Researchers have discovered that a protein enzyme may be responsible for some cases of infertility and recurrent miscarriage. The SGK1 enzyme needs to be carefully balanced to promote pregnancy and maintain pregnancy, according to research. Initial findings were a part of human research, but further research was completed on animal studies.
About 100 women treated at Imperial College London volunteered tissue samples from the uterine lining. Women were treated for infertility or recurrent miscarriages. Infertility was defined as inability to conceive after two years. All common causes of infertility were ruled out before participating in the study. Recurrent miscarriage was defined as three or more lost pregnancies.
When the uterine lining of the patients were tested, researchers found SGK1 may have played an important role in fertility and miscarriage. During fertile days, SGK1 levels drop dramatically. This allows the embryo to implant successfully in the uterus. Women unable to conceive tested for high levels of SGK1 in the uterine lining. After conception, SGK1 levels are supposed to rise. In some cases, enzyme levels do not rise, which could lead to miscarriage.

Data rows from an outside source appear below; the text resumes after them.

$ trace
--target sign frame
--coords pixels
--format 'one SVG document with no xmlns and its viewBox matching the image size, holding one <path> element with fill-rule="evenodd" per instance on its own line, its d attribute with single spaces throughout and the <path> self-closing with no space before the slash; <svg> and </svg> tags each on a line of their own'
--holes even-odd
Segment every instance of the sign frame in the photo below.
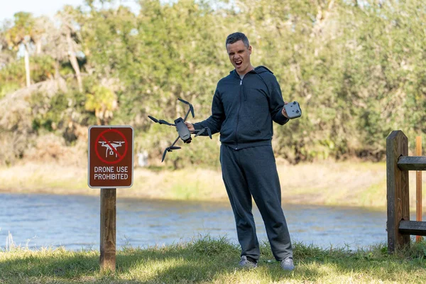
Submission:
<svg viewBox="0 0 426 284">
<path fill-rule="evenodd" d="M 95 149 L 93 149 L 92 147 L 91 147 L 91 137 L 90 137 L 90 131 L 92 129 L 102 129 L 104 130 L 108 130 L 108 129 L 116 129 L 119 131 L 119 129 L 131 129 L 131 148 L 130 148 L 130 146 L 128 146 L 128 151 L 126 153 L 126 155 L 131 155 L 131 183 L 130 185 L 90 185 L 90 154 L 92 151 L 94 151 Z M 88 137 L 88 144 L 89 144 L 89 147 L 87 148 L 87 185 L 89 186 L 89 187 L 90 188 L 130 188 L 133 186 L 133 163 L 134 163 L 134 155 L 133 155 L 133 151 L 134 151 L 134 136 L 135 136 L 135 131 L 133 128 L 131 126 L 129 125 L 92 125 L 90 127 L 89 127 L 89 137 Z M 122 134 L 121 134 L 122 135 Z M 94 147 L 95 146 L 93 146 L 93 147 Z M 104 163 L 103 161 L 101 161 L 101 163 Z M 106 164 L 105 163 L 105 166 L 110 166 L 111 164 Z"/>
</svg>

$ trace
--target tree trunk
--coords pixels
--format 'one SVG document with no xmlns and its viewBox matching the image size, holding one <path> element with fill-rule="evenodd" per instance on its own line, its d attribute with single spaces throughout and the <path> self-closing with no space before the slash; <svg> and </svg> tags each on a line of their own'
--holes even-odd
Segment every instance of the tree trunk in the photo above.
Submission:
<svg viewBox="0 0 426 284">
<path fill-rule="evenodd" d="M 24 61 L 26 84 L 27 87 L 30 87 L 31 85 L 31 78 L 30 77 L 30 53 L 28 53 L 28 47 L 26 44 L 24 48 Z"/>
<path fill-rule="evenodd" d="M 71 31 L 67 31 L 67 43 L 68 43 L 68 56 L 70 56 L 70 62 L 75 72 L 75 76 L 77 77 L 77 82 L 78 83 L 78 89 L 81 92 L 83 92 L 83 83 L 82 82 L 82 75 L 80 72 L 80 66 L 78 65 L 78 61 L 77 61 L 77 56 L 75 56 L 75 50 L 72 46 L 72 39 L 71 38 Z"/>
</svg>

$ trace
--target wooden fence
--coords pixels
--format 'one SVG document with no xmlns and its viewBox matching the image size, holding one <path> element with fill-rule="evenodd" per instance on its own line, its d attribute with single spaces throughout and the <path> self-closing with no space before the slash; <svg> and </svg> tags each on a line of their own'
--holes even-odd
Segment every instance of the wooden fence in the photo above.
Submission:
<svg viewBox="0 0 426 284">
<path fill-rule="evenodd" d="M 426 170 L 426 157 L 408 156 L 408 139 L 400 130 L 386 139 L 388 251 L 410 246 L 410 235 L 426 236 L 426 222 L 410 221 L 409 170 Z"/>
</svg>

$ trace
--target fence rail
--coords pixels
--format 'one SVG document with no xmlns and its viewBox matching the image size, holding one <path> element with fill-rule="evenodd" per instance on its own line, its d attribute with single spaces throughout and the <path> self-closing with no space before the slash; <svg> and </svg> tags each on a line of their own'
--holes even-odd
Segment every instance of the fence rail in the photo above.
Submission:
<svg viewBox="0 0 426 284">
<path fill-rule="evenodd" d="M 426 170 L 426 157 L 408 156 L 408 139 L 400 130 L 386 139 L 388 251 L 410 246 L 410 235 L 426 236 L 426 222 L 410 221 L 409 170 Z"/>
</svg>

Researchers took the knowledge from human studies and extended the study with lab mice. When SGK1 remained low during pregnancy, mice produced smaller than average litters. Bleeding in the uterus was also noted in some cases. This led researchers to believe that SGK1 levels could be directly responsible for recurrent miscarriages.
The exact reason why low SGK1 levels cause miscarriage are unknown, but researchers believe it has something to do with oxidative stress. SGK1 helps control oxidative stress on the fetus. Without the enzyme, free radicals build up to the point of serious developmental problems and the fetus naturally aborts.
Possible Future Treatment Implications
In the future, doctors may be able to test the uterine lining for SGK1. If levels are too high to promote fertility, the uterus could be washed with an SGK1 blocking solution. The effect would only be temporary, but it could be enough to promote embryo implantation. Furthermore, contraceptives causing increased SGK1 could be used to prevent pregnancy.
Source: Madhuri S Salker, Mark Christian, Jennifer H Steel, Jaya Nautiyal, Stuart Lavery, Geoffrey Trew, Zoe Webster, Marwa Al-Sabbagh, Goverdhan Puchchakayala, Michael Föller, Christian Landles, Andrew M Sharkey, Siobhan Quenby, John D Aplin, Lesley Regan, Florian Lang, Jan J Brosens. Nature Medicine. 17 October, 2011.